We’ve always had a family tradition of watching animation together — Studio Ghibli was our starting point when the kids were little — and Arcane naturally found its place in that same rhythm. Season 1 pulled us in from the start — the MiniCKs and me, all equally curious about where it was heading. The art, the pacing, the characters; everything felt richer than we expected. When we started watching Season 2 at the start of the year, my eldest and I decided to continue watching it together. We went back to Season 1 partly to enjoy the story with fresh eyes, and partly because we’d forgotten more than we realized. By episode three of Season 2, the number of pauses we were taking made it obvious we needed a full rewatch of the first season.
(No actual spoilers here — just reflections on the experience. But you may want to wait to read until you're done with both seasons.)
Watching the show again only reenforced our appreciation for the mesmerizing visuals: Arcane’s quality isn’t an accident. The animation is breathtaking in a way that makes you want to print still frames as paintings. Fortiche didn’t just animate a story; they built a world that breathes. There were scenes where I found myself thinking, I’d hang this on a wall. That doesn’t happen often with television.
But beyond the visuals, it’s the characters who carry everything. Vi and Jinx, especially, sit at the heart of the show. Their relationship is complicated, painful, and believable, and it anchors both seasons. Even when the story branches out into politics, mysticism, and the deeper mechanics of Hextech, it always comes back to the people affected by those forces.
Season 2 shifts the tone in an interesting way. The magic and technology that felt like background texture in Season 1 take on a more mystical, almost esoteric quality. Viktor steps forward as one of the central forces of the story—not as a villain, exactly, but as someone whose desperation becomes its own kind of gravity. And the runes, which seemed almost decorative early on, end up shaping much of the season’s climax. It made the ending engaging but also a bit challenging. My daughter and I paused more than a few times, trying to make sense of what we were seeing.
I’ll admit, not being immersed in League of Legends lore meant some things went over my head. After finishing Season 2, I had to look up an explanation video just to understand the layered mechanics of the ending.
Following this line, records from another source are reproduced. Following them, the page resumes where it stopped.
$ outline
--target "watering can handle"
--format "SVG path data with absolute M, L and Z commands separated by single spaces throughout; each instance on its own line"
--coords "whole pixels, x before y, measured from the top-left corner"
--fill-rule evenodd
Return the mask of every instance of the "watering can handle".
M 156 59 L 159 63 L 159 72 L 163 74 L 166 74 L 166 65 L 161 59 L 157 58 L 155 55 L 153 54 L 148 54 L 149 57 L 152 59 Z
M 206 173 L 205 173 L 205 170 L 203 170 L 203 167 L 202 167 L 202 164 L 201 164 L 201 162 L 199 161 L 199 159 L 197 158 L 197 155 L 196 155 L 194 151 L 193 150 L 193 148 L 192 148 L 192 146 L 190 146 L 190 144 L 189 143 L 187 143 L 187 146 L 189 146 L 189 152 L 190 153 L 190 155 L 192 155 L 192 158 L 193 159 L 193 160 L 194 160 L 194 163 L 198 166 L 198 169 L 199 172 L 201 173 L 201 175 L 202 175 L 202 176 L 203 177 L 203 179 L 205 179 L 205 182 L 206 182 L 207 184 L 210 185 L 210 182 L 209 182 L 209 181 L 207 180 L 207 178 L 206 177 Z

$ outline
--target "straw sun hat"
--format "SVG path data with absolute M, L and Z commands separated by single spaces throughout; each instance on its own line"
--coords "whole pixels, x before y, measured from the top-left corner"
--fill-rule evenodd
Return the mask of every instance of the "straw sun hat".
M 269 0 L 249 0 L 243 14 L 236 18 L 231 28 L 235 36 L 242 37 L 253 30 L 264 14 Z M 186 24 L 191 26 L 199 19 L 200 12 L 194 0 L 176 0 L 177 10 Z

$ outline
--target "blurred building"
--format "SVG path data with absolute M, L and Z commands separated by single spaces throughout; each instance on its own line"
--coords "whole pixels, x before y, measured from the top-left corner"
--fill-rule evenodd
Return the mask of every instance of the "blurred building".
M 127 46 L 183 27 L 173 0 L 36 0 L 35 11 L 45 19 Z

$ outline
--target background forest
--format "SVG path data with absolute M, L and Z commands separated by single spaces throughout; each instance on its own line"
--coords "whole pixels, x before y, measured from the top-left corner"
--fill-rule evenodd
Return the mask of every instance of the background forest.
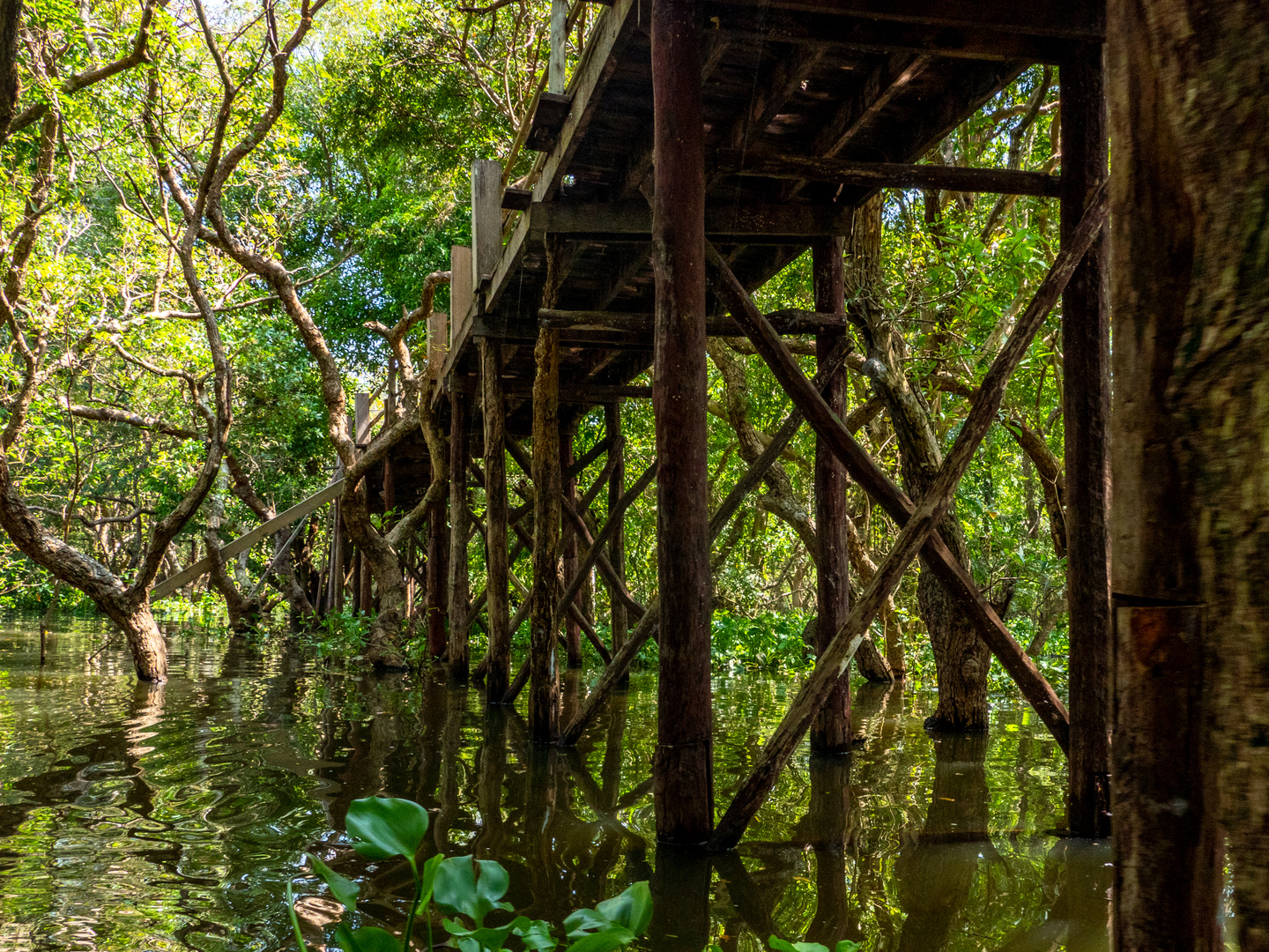
M 576 9 L 571 56 L 589 29 L 586 8 Z M 273 17 L 236 3 L 206 10 L 135 0 L 25 5 L 18 38 L 24 112 L 11 118 L 0 151 L 10 281 L 23 236 L 33 237 L 20 298 L 6 284 L 13 308 L 0 331 L 6 357 L 0 362 L 0 405 L 6 425 L 15 414 L 28 416 L 20 433 L 5 439 L 5 452 L 43 526 L 123 580 L 142 571 L 156 526 L 199 477 L 207 391 L 220 393 L 222 378 L 233 415 L 226 444 L 232 477 L 216 477 L 162 553 L 160 578 L 203 557 L 209 542 L 223 545 L 265 512 L 282 512 L 311 495 L 335 471 L 321 378 L 277 296 L 228 255 L 206 242 L 184 242 L 170 192 L 160 187 L 164 162 L 193 179 L 207 168 L 212 131 L 225 117 L 225 75 L 233 77 L 233 105 L 241 107 L 225 121 L 226 140 L 250 131 L 244 116 L 253 107 L 264 109 L 270 95 L 259 36 L 286 34 L 275 20 L 296 19 L 289 8 L 279 6 Z M 546 24 L 541 0 L 504 0 L 481 10 L 456 0 L 331 3 L 296 46 L 286 105 L 272 132 L 230 169 L 226 218 L 254 248 L 286 263 L 338 360 L 349 404 L 353 393 L 381 391 L 387 374 L 387 344 L 367 324 L 396 324 L 418 306 L 426 275 L 448 268 L 450 245 L 470 242 L 470 162 L 510 161 L 513 182 L 528 170 L 532 154 L 511 149 L 544 66 Z M 133 57 L 138 30 L 147 30 L 147 48 Z M 208 36 L 222 56 L 209 55 Z M 136 61 L 124 69 L 103 69 L 129 57 Z M 108 75 L 98 75 L 103 72 Z M 91 83 L 76 85 L 84 76 Z M 1051 171 L 1058 164 L 1058 127 L 1056 75 L 1034 67 L 926 161 Z M 42 185 L 47 188 L 37 201 Z M 887 190 L 879 201 L 883 320 L 901 340 L 902 371 L 945 447 L 978 378 L 1056 255 L 1057 202 L 917 190 Z M 24 230 L 33 215 L 41 221 L 38 232 Z M 445 310 L 447 297 L 440 287 L 437 310 Z M 810 253 L 770 282 L 759 302 L 768 310 L 811 307 Z M 208 343 L 208 308 L 223 368 Z M 1055 312 L 1014 374 L 999 425 L 961 484 L 957 513 L 980 585 L 997 602 L 1011 594 L 1011 630 L 1024 645 L 1029 641 L 1029 652 L 1061 687 L 1058 326 Z M 44 352 L 28 395 L 25 341 L 37 336 Z M 407 344 L 414 353 L 426 352 L 425 325 L 410 331 Z M 798 350 L 811 354 L 813 347 L 807 340 Z M 853 406 L 872 395 L 871 368 L 860 355 L 865 350 L 860 347 L 850 358 Z M 717 501 L 769 442 L 789 404 L 741 341 L 712 340 L 709 369 Z M 652 458 L 651 405 L 627 401 L 623 425 L 627 465 L 637 473 Z M 602 435 L 600 407 L 582 421 L 577 452 Z M 902 461 L 887 416 L 873 415 L 860 437 L 897 479 Z M 718 664 L 808 664 L 802 625 L 815 607 L 807 550 L 815 533 L 813 440 L 803 426 L 768 476 L 764 494 L 716 548 Z M 509 473 L 513 482 L 518 476 Z M 590 479 L 594 472 L 581 482 Z M 254 493 L 230 491 L 231 481 L 245 481 Z M 887 551 L 893 526 L 862 491 L 851 489 L 849 500 L 851 561 L 863 574 Z M 648 491 L 627 515 L 636 592 L 656 586 L 654 504 Z M 596 509 L 603 505 L 600 499 Z M 301 581 L 321 574 L 329 527 L 321 510 L 301 533 L 287 569 Z M 244 553 L 231 566 L 236 588 L 255 589 L 274 553 L 273 541 Z M 476 543 L 470 556 L 478 590 L 483 559 Z M 225 611 L 223 593 L 209 584 L 204 579 L 156 611 L 216 618 Z M 603 602 L 603 586 L 594 598 Z M 5 537 L 0 603 L 41 613 L 93 611 Z M 283 628 L 286 602 L 278 598 L 270 607 L 269 625 Z M 348 649 L 349 640 L 355 647 L 365 625 L 345 612 L 313 627 L 308 637 L 334 651 Z M 915 572 L 879 627 L 878 645 L 901 644 L 911 678 L 933 679 Z M 1052 664 L 1044 663 L 1047 656 Z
But that level of complexity seemed intentional. Arcane doesn’t treat the audience like it needs hand-holding. It expects you to follow along, think a bit, and sometimes just sit with not knowing everything right away. That approach gives the story a sense of maturity that kept us engaged even when we were confused.
Watching Arcane with my daughter brought back a familiar feeling from my own childhood—the sense of discovering a world unlike anything around me. Back then, I was usually watching shows like Robotech, NausicaƤ or other animation series alone, because no one else I knew was into that kind of animation. Sharing that experience now, with my kids, adds something the younger version of me never had. We talked through scenes, compared interpretations, tried to predict where things were going. It made the whole thing more meaningful.
Now that we’ve finished both seasons, there’s a bit of sadness lingering. The kind you get when you close a book after living with its characters for a while. You’re not done with them, but your time together is. I miss Vander, in particular—his presence in Season 1 gave the story a grounding force, and even when he reappears in Season 2 in a very different form, you can still feel the echo of who he was.
There’s also a real admiration for what Fortiche accomplished. If they ever take on another project in this style or genre, I wouldn’t hesitate to watch it. They’ve created something rare: an animated series that respects its audience, challenges them, and gives them something to think about after the credits roll.
Will I watch Arcane again? Probably—in a few years. We’ve already gone through Season 1 twice, and Season 2 once. I can see myself revisiting both when the memory softens and the world feels fresh again. But for now, the plan is to shift back into Stranger Things with my daughter, and then finish Andor Season 2 with my son.
Arcane left its mark. And that’s usually the sign of something worth returning to.